Take for example a recent email update that I send out to the clan. I intended to use the term cul-de-sac. That phrase mysteriously autocorrected to cup-de-sac. Not a big deal, especially since it spawned a series of humorous responses. Cup-de-sac: now there's something that can hold water. And Well, that's really not my cup of tea. And For lunch, can I please have the half sandwich and cup-de-sac?
But some autocorrects can be more "flagrant". When my wife was traveling on I-75, she sent a text message on her progress when she stopped for lunch. It consisted of a single word: bludgeon. What?!
Almost immediately, another message appeared with the word buffoon. I respectfully submit that I am not one of those!
The final text read Bluffton.
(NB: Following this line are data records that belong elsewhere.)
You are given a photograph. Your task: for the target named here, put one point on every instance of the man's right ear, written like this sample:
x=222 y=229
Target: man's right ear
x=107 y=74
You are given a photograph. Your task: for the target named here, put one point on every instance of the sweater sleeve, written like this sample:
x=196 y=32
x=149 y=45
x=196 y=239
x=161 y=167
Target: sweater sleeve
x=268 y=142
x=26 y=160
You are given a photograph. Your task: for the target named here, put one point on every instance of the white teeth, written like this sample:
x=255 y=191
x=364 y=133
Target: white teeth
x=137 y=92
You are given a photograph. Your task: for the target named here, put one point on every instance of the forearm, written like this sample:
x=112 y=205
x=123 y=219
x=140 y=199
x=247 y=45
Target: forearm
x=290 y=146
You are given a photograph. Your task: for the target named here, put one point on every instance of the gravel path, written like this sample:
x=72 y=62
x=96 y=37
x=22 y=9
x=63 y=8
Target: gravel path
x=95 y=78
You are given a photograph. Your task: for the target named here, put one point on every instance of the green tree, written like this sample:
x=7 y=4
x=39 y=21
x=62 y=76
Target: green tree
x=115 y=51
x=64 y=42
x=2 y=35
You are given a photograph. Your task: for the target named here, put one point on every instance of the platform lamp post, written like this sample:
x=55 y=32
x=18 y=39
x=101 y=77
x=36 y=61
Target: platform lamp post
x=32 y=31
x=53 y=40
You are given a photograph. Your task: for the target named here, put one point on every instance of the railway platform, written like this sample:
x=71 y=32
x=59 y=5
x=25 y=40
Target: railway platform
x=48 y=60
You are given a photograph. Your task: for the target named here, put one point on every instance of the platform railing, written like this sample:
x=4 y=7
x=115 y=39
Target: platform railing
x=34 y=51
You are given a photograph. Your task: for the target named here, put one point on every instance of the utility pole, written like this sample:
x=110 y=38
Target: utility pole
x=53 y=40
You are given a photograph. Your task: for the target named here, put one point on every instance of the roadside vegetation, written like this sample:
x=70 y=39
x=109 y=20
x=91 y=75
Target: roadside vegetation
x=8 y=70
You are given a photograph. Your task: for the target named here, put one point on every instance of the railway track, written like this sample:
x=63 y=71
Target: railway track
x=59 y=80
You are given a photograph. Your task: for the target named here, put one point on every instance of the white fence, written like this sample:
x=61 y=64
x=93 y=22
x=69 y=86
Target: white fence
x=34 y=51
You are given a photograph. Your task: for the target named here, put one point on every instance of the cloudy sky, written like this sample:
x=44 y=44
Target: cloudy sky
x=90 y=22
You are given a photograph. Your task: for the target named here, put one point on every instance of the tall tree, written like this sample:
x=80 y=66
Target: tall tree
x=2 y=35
Now that made sense. Bluffton is a town on I-75, about 140 miles north of Cincinnati.
Yet even this flagrant example of autocorrect had value. In addition to the enjoyment of re-telling the story, I used it in one of my novels: Running to Cover. One of the cities in the book actually has a neighborhood called Bluffton, so "bludgeon a buffoon in Bluffton" became a line in the story. So that was a fortunate autocorrect -- that double fortune cookie received at a Chinese restaurant probably helped.
Anyway, beware of those unexpected autocorrect topographical....topical geographical....typographical errors.